We will keep you informed as matters and things move closer to the playpark nears its completion, expected before the end of the year.
Governance and Staffing
The play park team includes:
Kerry Simmonds (RACC member) Project leader.
Jan Stringer (RACC member)
Rob Robertson (RACC member and chair of “wish list”)
Logan Inglis (RACC secretary/ treasurer)
Barrie Forrest (RACC chairperson)
Julie Gregory (RACC member)
Jo Moulin (Chairperson of Reston Primary Parent Council)
Anne Barrett (Joint chairperson of Reston village hall)
Existing support and testimonials
So far, the play park project received unanimous support from the community council who were able to provide the first £10,500. £10,000 from the ‘Wish List Fund’ and a further £500 from the community council administration account, this has enabled the project to begin.
Reston Primary school and nursery has been very supportive of the project and has assisted us by taking part in surveys with the children to help decide on the types of play equipment the children would like to play and interact upon.

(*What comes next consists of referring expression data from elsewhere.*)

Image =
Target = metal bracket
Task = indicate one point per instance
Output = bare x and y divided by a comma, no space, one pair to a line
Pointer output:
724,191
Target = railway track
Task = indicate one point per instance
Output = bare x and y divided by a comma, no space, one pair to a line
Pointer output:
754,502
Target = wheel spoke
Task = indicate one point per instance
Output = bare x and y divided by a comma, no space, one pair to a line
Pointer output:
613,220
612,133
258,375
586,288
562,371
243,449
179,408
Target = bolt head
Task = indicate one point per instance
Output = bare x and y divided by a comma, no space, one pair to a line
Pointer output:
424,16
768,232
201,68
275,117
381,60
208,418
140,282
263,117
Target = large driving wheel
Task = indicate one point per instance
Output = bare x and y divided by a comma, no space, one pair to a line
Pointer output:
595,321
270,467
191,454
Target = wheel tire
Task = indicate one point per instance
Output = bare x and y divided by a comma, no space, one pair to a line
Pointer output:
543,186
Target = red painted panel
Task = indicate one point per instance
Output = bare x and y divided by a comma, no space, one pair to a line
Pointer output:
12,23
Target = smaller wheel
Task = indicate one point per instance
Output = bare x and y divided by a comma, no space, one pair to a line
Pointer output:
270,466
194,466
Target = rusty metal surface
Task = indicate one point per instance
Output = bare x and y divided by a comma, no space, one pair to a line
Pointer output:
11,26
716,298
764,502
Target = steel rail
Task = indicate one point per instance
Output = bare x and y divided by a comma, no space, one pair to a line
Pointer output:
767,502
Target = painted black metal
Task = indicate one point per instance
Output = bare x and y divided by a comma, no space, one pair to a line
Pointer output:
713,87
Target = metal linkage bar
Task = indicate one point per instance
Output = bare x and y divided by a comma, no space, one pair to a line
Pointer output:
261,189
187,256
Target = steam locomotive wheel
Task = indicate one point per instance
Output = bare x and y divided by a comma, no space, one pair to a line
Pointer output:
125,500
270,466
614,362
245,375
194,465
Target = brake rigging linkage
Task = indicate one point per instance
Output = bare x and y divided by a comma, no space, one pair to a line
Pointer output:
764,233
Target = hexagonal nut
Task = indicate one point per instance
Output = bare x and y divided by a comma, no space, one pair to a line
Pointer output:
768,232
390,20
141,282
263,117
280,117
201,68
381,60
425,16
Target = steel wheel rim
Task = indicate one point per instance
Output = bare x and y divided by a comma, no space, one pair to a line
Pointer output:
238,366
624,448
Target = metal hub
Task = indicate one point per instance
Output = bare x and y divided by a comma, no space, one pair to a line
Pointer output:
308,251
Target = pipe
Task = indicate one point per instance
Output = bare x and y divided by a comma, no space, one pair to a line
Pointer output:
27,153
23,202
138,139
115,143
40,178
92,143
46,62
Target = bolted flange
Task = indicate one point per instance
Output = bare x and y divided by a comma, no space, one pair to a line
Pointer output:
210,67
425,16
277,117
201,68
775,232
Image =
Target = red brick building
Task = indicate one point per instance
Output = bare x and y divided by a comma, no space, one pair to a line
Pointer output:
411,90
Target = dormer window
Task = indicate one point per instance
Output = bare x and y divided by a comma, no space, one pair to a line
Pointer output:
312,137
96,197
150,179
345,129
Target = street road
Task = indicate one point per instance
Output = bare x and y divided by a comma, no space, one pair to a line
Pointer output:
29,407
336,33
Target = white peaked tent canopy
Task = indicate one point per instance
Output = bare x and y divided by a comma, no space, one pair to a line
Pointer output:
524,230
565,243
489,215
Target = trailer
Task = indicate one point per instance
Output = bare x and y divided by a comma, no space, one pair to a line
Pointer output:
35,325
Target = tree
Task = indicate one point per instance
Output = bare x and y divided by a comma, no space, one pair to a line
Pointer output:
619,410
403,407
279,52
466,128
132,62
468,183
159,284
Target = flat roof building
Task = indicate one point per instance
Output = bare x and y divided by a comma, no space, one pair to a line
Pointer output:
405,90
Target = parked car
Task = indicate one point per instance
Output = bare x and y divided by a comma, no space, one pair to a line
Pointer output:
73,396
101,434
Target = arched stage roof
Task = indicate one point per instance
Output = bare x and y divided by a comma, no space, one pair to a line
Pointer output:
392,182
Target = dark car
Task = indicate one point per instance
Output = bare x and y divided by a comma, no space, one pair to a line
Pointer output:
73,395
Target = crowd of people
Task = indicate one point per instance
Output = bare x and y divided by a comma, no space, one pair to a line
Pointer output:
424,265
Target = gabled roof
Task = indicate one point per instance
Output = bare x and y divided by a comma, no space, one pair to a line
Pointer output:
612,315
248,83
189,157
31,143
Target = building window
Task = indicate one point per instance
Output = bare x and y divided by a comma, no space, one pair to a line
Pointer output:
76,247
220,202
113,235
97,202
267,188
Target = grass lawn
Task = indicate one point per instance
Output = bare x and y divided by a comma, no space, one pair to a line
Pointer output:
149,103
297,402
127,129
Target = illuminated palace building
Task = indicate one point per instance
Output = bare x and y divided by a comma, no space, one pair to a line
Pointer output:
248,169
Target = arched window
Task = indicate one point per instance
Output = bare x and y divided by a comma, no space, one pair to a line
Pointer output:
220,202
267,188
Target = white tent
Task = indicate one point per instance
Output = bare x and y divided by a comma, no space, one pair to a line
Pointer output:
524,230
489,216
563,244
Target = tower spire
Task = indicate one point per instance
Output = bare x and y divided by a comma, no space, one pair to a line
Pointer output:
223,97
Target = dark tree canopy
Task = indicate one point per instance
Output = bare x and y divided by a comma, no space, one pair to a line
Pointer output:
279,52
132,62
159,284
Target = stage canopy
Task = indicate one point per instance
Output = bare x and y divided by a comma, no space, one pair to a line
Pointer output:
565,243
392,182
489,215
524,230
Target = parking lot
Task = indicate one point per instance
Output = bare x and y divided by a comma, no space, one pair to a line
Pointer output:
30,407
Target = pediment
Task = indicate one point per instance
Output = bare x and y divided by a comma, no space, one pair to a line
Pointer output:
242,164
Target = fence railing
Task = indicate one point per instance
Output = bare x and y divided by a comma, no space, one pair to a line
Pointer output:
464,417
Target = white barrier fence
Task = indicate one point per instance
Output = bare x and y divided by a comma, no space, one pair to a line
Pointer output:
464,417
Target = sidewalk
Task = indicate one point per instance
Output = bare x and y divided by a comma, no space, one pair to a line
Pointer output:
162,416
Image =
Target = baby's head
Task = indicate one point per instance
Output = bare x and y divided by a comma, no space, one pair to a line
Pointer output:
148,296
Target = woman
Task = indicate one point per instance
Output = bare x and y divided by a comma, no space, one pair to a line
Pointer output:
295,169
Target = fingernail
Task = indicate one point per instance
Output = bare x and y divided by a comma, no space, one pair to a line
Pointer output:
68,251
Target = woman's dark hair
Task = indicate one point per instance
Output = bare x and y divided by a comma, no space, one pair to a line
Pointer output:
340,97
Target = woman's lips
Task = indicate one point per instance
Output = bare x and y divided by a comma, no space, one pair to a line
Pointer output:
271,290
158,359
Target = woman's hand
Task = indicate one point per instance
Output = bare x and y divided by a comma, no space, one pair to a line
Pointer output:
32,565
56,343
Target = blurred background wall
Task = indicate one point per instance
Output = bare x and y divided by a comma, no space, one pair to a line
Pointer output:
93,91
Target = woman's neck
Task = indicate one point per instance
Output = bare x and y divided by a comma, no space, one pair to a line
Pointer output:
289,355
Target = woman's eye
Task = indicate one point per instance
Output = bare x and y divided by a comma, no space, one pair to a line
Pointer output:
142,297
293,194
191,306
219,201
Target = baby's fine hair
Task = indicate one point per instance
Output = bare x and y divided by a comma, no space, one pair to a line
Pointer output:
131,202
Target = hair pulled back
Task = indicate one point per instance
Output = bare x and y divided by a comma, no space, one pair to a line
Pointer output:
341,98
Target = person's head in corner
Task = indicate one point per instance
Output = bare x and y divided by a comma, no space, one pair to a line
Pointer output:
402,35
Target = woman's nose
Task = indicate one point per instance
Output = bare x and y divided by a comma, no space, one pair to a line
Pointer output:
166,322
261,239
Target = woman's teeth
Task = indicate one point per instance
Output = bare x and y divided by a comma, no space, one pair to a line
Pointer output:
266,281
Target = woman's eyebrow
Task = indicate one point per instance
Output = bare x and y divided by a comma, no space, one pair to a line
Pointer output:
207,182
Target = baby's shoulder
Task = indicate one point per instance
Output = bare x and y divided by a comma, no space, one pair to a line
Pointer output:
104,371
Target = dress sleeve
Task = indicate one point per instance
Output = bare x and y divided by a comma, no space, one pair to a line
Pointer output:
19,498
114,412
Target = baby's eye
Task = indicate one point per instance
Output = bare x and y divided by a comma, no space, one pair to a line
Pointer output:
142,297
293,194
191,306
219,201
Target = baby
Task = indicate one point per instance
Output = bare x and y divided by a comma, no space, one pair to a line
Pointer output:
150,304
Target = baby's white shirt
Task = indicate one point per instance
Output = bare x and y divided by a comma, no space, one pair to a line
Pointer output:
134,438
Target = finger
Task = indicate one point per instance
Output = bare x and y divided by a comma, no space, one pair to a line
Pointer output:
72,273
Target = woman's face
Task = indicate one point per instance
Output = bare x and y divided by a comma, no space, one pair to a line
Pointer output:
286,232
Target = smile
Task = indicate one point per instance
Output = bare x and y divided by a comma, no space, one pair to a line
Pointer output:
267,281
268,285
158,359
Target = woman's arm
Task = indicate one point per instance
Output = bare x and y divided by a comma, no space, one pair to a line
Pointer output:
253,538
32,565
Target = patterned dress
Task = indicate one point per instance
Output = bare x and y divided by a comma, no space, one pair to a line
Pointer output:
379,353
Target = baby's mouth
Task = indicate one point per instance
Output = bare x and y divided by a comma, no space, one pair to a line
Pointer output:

Supported by head teacher Jill Horsburgh who has been happy to stand as a referee for funding applications.
The parent council has taken an active role in our group and provides regular links with the primary school and nursery, keeping every one up to date with our progress. Chairperson Jo moulin has organised some of the events planned for throughout the year as fundraisers and plans to involve the school as much as possible throughout our journey.
Our village shop has been fantastic support, in advertising our events and assisting us in gathering information and votes from the public on the type of play park they wanted.
The village hall committee have supported the play park by providing the hall for the show case event and donating £25 at the Christmas fair as well as advertising and supporting our events through their website/Facebook page and notice boards.
The Community council would like to thank the members of the public who have been involved with us from the early stages, from identifying the need for a new park, through to the planning and sharing of ideas.
Key facts and figures
Last year Scottish Borders council published a document outlining several parks across the borders marked for closure, a number of these are in the Berwickshire area.
Although our park was not to be closed it was made clear that there were limited resources available and so any upgrades or new equipment would not be done in the foreseeable future. As the current play park is over 40 years old with outdated equipment and some of this in poor repair we are at a stage where we may lose some of the play equipment in the park which will not be replaced. The current play equipment offers only a limited number of children with the ability to use it, numbers using the park have depleted over the past few years. Many children are remaining at home on computers and tablets and spending more time on phones and in front of screens and not outside making use of the park.